Quando eu era pequeno, lá na Interiorlândia, eu conheci a menina da bolha. Era engraçada, muito engraçada a menina da bolha. Desde o apelido, Pitunilda, até o jeitinho de rir, era engraçada. A Pitunilda era uma personagem única. Imagine alguém que só come chocolate e sorvete. Chocolate e sorvete. Fora isso, era na livre e espontânea obrigação.

Mas ela escutava Zé Ramalho. Comia sorvete e chocolate, era pequena, magrinha, baixinha, frágil, mas você corria risco real de vida se contaminasse ela. Ah se contaminasse ela... Dizem a boca pequena, lá na Interiorlândia, que beijo na boca para a Pitunilda era como participar de "No limite". Dizem. Muito amigo eu fui da Pitunilda, sempre curioso acerca da evolução daquela pequena notável. Tímida, extremamente tímida, com aquela risada engraçada, comendo chocolate e sorvete. Soube de um caso, em que alguns amigos foram recebidos na casa da Pitunilda para comer um bolo, de chocolate. Reza a lenda que um daqueles mais salientes (que toda festinha contempla) esboçou se jogar na cama da Pitu. Esboçou. Esboçou porque os físicos se enganaram, e o som do grito sozinho não só segurou o saliente no ar, como também colou o cidadão no guarda-roupas. Pasmem, não era rosa, o guarda-roupas.

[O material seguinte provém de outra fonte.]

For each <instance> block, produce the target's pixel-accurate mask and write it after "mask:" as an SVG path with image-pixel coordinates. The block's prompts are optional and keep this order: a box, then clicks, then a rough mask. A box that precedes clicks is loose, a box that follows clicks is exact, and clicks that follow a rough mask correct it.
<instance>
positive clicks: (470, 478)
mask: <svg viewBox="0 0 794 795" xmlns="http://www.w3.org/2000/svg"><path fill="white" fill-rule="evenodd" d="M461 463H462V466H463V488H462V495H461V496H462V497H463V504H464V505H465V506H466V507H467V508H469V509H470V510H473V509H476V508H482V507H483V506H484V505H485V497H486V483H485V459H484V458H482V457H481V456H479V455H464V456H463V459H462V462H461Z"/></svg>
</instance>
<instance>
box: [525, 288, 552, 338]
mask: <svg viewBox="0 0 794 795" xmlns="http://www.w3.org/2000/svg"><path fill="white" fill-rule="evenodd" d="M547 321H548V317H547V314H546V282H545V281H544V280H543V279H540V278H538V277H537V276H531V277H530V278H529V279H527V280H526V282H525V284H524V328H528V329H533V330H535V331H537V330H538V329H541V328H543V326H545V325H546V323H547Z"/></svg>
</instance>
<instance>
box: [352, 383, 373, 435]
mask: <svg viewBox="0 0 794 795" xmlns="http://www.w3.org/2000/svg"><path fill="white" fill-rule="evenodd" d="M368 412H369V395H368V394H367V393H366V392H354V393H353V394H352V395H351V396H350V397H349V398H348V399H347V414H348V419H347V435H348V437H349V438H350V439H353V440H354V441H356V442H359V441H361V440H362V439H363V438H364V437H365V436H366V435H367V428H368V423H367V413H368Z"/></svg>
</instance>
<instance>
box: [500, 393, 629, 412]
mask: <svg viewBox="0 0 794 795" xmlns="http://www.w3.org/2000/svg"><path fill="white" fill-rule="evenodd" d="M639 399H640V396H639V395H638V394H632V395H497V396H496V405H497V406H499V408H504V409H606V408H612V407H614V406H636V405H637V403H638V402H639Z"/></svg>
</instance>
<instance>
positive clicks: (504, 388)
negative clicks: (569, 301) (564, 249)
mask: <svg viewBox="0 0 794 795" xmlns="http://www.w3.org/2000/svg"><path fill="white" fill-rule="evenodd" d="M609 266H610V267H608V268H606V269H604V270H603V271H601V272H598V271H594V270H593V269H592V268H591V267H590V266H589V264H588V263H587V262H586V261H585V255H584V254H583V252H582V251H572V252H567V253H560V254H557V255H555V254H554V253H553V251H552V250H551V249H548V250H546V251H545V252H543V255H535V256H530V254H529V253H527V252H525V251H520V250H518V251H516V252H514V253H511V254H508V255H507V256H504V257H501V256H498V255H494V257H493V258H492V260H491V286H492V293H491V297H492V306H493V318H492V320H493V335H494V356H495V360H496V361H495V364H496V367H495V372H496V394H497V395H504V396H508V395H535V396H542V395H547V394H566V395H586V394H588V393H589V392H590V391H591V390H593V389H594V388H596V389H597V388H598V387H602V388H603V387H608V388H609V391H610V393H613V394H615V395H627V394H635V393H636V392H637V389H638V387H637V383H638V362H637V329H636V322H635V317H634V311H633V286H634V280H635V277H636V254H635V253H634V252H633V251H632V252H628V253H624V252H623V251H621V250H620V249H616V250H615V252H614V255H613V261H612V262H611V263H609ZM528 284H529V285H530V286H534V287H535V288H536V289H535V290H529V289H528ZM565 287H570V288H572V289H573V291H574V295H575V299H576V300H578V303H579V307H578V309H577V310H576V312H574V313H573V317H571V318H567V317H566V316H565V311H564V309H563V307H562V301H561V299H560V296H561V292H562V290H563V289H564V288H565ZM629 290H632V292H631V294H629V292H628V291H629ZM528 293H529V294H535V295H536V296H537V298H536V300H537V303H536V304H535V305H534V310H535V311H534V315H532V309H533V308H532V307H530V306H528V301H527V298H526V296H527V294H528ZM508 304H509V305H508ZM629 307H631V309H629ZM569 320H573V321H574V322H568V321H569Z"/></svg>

Então veio a universidade, a mudança para a Capitalândia e a dúvida: Como a Pitunilda ia reagir a todo esse grau de contaminação!!! Nos primeiros anos, ela surfava no bus. Isso, surfava. Porque ela não podia encostar nos bancos. Nem nas barras de segurança. Nem nas pessoas, a menos que fossem as amigas dela. Então concluí que a bolha seria eterna. Só mesmo chocolate e sorvete.

A vida seguiu, a Capitolândia e seu corre-corre acabou por afastar as turmas, e perdi o contato com a Pitunilda. Até o dia que, em uma balada das fortes, eu vejo aquela cena estarrecedora: Recostada em um pilar (veja bem o grau de contaminação!), cerveja na mão direita, cigarro na mão esquerda está Pitunilda! Sem bolha, sem sorvete, sem chocolate, e pior: Beijando na boca!!! Resisti alguns momentos, conferi, esperei a iluminação ambiente melhorar, e após afastadas todas as dúvidas me apresentei para recolher as risadas que a situação requeria!

Segui achando aquela cena, de décadas atrás, chocante. Mas a Pitunilda continuava a transformação. A menininha que de tudo tinha medo, acabou virando o mundo. Morou em vários países, chegou a ter 3 empregos, e hoje é uma destemida cidadã do mundo. Uma cidadã do mundo de verdade, não daquelas que lê na internet as facetas de cada lugarejo. Ela foi lá, conheceu e se contaminou com muitos recantos mundo afora! Ou todos aqui acham que é fácil se virar lá fora sem família, com poucos amigos, e chocolates de diferentes marcas! Sem falar do sorvete, que cada leite é um leite!